For decades, China’s enormous appetite for food has been a boon for Canada’s agricultural industry.
But that may be about to change.
In March, China released its Five-Year Plan, a blueprint for the country’s key economic and social priorities for 2026 to 2030.
This year’s plan — the 15th such iteration — identifies food security as a strategic priority. This includes plans to develop domestic seed technology and strengthen domestic grain and livestock production.
Experts say the shift could have serious implications for major agricultural exporters like Canada.
“Food security is among the biggest of [China’s] public policy priorities … right up there with Taiwan and technology development,” said Al Mussell, senior research fellow at the Canadian Agri-Food Policy Institute think tank.
Major exposure
China is a significant purchaser of Canadian agricultural products.
Canada produces about $200-billion a year of agricultural products. About five per cent, or $10 billion, is sold to China. This makes China the second largest purchaser of Canadian agricultural exports after the United States, at $62 billion.

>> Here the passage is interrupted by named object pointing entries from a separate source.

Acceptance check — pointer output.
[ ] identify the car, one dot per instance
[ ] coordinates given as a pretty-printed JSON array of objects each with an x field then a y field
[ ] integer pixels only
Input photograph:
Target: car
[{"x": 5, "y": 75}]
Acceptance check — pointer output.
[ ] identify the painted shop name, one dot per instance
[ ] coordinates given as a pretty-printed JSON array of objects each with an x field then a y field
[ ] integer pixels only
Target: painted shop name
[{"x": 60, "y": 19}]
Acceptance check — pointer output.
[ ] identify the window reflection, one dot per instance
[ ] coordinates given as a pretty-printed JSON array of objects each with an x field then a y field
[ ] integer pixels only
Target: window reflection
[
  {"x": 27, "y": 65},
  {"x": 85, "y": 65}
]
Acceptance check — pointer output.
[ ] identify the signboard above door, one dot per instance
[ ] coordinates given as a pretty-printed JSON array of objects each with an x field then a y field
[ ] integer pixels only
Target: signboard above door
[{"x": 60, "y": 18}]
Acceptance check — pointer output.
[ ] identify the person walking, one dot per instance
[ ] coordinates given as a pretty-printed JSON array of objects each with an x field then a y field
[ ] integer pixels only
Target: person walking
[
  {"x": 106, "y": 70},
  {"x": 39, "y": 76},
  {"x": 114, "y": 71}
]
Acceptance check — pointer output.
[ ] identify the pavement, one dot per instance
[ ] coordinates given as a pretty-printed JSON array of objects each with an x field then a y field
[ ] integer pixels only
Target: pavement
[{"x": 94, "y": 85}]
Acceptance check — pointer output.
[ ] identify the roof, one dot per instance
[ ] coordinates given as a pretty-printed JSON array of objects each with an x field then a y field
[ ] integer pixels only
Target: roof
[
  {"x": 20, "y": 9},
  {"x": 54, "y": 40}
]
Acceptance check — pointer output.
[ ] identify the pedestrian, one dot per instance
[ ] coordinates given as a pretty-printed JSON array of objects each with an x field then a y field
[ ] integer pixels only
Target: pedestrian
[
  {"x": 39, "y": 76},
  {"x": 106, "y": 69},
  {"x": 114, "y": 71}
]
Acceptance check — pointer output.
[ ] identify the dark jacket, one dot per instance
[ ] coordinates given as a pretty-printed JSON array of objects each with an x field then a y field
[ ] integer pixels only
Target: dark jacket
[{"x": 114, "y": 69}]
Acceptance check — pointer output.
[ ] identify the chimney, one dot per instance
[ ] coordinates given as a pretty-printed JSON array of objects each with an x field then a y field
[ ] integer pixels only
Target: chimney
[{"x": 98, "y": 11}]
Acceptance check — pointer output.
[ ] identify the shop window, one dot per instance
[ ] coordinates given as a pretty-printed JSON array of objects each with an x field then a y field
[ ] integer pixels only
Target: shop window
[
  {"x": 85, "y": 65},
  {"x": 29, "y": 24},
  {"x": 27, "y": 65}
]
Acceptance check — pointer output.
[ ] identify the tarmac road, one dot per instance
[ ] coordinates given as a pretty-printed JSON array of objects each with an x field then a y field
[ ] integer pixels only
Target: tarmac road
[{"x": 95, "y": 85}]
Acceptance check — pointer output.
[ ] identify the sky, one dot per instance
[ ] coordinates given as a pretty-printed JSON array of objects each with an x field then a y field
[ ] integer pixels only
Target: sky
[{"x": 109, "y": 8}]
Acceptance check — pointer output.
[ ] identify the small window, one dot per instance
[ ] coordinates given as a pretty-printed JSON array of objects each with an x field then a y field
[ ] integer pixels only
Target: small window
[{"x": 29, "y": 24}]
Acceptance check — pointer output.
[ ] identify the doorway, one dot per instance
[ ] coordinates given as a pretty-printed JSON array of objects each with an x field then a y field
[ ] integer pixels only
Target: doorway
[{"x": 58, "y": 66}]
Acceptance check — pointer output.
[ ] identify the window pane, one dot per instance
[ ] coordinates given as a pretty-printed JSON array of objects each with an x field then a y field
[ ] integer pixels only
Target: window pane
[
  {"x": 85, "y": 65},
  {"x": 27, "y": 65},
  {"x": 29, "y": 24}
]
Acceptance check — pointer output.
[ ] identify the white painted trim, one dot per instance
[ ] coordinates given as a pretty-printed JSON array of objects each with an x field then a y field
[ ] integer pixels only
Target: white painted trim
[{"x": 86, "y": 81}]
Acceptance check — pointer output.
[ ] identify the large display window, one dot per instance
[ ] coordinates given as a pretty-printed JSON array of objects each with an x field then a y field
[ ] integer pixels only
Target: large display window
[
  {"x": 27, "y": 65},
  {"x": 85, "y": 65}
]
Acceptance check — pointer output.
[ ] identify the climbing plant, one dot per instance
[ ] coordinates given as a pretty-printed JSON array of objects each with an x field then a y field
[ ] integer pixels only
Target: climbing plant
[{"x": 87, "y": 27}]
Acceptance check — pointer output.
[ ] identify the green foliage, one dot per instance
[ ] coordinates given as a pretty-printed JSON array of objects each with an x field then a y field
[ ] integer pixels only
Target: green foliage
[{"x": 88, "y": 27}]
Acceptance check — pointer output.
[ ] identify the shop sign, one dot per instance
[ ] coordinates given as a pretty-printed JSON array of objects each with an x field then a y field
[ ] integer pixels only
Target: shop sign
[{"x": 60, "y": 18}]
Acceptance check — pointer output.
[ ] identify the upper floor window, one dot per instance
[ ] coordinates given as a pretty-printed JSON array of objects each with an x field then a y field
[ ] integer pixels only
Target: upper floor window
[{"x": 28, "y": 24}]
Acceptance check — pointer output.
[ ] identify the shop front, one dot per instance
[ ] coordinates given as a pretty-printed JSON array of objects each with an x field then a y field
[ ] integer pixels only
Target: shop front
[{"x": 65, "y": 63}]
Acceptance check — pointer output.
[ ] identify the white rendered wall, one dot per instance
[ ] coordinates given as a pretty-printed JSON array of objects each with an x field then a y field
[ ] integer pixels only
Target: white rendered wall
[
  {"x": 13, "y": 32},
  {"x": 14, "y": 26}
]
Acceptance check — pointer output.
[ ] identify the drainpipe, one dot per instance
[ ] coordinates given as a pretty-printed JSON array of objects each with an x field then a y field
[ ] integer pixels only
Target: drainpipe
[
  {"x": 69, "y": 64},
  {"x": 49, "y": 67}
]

Canada’s agriculture industry is structured around exports, says Mussell.
“We have capacity in our agriculture and food system built around export of these products. If we get denied export to certain countries, that can hurt us very badly because we’re leveraged to serve those customers.”
“That’s something that I think is an ongoing worry … especially when you’re in this weird period of geopolitical rivalry,” he said.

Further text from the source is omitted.